The partnership is centered around the development of the Ocean Response Coastal Analysis System (ORCAS), a new sys-tem of automated oceanographic profilers and sensors that will monitor biological, physical, chemical, and optical parameters within the ocean, in three-dimensional space, over time. The profilers are designed to determine how the coastal environment responds to environmental events such as harmful algal blooms, low oxygen, and storms, among others.

“The partners are very excited about this project.
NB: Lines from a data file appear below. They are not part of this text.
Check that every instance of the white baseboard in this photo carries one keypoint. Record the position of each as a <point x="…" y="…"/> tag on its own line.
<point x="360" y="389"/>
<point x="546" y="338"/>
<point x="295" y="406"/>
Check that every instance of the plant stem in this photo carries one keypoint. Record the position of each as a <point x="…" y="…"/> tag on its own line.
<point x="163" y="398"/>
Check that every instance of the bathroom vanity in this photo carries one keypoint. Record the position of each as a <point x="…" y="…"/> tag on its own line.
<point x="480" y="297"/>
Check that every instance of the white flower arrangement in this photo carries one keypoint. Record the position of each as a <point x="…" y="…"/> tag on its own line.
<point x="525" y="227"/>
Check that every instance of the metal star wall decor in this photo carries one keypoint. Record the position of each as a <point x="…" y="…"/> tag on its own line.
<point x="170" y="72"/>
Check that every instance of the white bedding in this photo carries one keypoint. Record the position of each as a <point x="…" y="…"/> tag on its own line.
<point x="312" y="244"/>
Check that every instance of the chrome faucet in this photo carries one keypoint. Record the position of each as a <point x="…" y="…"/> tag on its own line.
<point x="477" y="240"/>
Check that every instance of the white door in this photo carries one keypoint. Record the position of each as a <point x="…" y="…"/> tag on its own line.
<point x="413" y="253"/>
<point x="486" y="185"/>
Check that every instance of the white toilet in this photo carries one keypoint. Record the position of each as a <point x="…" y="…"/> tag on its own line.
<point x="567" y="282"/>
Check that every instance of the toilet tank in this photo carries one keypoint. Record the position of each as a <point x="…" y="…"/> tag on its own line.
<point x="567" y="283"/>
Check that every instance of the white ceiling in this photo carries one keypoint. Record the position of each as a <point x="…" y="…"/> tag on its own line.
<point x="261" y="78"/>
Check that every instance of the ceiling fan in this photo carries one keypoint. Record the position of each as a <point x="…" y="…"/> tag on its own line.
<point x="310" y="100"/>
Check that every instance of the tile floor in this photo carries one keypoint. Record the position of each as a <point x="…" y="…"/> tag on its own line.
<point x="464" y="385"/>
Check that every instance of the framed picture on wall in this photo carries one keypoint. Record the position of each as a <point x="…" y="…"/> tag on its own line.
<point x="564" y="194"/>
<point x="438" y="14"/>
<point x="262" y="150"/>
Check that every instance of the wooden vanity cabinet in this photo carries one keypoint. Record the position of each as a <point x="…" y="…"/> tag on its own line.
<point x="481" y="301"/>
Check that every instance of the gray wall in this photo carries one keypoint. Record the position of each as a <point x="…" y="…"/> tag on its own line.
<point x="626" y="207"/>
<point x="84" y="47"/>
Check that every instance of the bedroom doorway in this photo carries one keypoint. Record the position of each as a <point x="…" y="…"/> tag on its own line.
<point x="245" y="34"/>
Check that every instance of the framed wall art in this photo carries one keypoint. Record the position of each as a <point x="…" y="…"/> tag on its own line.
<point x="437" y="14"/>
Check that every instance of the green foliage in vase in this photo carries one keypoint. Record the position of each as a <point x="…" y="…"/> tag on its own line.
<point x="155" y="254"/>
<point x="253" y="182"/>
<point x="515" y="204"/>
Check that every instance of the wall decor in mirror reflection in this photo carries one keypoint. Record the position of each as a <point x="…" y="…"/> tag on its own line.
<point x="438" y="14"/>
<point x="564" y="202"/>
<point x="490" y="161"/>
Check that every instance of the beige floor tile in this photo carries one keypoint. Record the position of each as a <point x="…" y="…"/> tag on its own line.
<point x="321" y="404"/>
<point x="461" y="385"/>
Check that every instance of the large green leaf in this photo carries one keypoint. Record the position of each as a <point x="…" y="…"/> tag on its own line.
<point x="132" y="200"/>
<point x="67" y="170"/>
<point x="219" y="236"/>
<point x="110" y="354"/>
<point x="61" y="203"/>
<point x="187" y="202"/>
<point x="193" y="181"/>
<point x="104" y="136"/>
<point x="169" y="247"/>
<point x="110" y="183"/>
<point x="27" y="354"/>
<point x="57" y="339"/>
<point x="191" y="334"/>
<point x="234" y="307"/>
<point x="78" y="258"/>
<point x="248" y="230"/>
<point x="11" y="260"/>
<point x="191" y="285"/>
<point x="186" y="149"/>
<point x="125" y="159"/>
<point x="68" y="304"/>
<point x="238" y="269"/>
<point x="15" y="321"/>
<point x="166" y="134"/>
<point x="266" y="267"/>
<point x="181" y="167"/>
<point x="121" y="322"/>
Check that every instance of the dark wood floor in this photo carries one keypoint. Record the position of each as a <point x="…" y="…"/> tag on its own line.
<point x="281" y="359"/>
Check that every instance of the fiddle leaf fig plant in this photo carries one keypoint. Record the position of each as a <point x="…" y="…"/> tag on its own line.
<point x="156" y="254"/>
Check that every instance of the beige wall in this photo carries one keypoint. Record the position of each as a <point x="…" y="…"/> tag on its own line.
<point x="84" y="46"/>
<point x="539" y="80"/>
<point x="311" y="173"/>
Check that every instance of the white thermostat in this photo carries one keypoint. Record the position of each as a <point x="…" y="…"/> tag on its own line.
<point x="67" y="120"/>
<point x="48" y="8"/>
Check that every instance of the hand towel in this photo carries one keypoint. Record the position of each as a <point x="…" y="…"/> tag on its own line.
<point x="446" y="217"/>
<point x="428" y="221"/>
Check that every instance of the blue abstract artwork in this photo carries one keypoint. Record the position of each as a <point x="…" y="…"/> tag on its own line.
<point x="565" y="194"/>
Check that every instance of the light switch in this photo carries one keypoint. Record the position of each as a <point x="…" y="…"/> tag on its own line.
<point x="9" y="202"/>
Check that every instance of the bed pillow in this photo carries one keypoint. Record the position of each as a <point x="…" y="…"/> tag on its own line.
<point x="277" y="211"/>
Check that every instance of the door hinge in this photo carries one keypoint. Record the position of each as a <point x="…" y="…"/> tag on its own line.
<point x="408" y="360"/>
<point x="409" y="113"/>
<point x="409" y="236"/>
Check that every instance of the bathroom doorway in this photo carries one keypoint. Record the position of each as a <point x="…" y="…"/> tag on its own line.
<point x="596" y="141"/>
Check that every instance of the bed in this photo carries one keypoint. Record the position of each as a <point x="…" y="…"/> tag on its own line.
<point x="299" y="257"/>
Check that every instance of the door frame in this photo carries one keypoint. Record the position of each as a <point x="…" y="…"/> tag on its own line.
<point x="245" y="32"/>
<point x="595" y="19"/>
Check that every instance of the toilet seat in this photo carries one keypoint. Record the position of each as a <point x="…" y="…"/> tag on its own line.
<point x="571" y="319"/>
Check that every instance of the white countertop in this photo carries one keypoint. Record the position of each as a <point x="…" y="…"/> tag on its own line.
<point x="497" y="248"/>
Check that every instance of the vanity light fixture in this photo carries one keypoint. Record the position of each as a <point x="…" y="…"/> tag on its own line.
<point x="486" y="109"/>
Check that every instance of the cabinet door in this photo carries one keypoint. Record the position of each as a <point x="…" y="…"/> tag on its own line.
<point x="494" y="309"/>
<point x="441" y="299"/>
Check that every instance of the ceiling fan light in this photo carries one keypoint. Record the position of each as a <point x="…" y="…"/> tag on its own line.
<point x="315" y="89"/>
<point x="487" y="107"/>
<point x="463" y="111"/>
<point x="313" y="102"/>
It represents a unique opportunity to make a quantum leap in our ability to observe the coastal ocean while simultaneously transitioning research discoveries into commercial products with broad application,” said Donaghay.
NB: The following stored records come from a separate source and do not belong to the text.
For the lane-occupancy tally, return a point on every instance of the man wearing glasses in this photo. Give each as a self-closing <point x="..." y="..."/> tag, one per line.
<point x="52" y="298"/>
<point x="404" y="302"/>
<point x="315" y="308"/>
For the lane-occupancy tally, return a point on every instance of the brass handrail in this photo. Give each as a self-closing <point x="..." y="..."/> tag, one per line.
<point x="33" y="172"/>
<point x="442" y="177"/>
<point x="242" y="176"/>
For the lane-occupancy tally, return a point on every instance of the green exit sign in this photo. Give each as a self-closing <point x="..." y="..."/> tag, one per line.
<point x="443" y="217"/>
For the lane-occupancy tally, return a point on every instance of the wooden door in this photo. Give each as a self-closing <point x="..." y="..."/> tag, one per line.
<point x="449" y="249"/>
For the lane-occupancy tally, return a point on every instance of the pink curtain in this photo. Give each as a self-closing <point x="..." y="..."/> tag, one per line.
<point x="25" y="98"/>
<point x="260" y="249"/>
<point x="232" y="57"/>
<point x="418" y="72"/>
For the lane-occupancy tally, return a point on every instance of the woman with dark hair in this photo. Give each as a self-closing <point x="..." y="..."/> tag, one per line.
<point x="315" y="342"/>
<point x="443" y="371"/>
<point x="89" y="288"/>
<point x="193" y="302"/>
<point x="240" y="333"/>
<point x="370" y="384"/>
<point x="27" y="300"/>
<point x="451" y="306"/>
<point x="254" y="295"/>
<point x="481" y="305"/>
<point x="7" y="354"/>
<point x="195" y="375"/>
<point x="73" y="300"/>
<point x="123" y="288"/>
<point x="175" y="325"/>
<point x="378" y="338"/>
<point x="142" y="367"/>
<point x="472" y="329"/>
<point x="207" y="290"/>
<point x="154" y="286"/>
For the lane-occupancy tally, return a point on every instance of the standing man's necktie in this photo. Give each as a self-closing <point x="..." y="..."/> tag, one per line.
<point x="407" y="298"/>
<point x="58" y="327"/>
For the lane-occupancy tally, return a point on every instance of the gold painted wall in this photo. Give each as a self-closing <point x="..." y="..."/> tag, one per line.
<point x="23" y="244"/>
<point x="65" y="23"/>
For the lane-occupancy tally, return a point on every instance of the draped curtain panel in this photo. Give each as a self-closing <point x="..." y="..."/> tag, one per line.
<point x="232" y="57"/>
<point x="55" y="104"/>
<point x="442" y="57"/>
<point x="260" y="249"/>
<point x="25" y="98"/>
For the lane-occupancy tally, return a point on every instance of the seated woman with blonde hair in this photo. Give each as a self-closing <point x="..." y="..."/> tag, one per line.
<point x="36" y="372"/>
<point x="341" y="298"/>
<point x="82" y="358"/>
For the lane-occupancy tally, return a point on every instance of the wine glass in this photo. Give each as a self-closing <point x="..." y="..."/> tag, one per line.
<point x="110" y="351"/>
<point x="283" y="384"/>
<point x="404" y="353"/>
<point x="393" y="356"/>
“We’re extremely proud of the work of these scientists.  Their efforts to provide the sophisticated tools needed to monitor our coastal waters are crucial to enhancing our under-standing of both the human and natural impacts on this precious environment,” said URI President Robert L. Carothers.  “This partnership award is also just one more example of how URI’s Graduate School of Oceanography and the Ocean Technology Center are at the forefront, bridging the gap between scientific endeavors and creating rich economic development opportunities.”

A key component of the profiler design is a novel underwater winch that was developed by Donaghay with funding from the URI Ocean Technology Center (URI-OTC) and the Navy.  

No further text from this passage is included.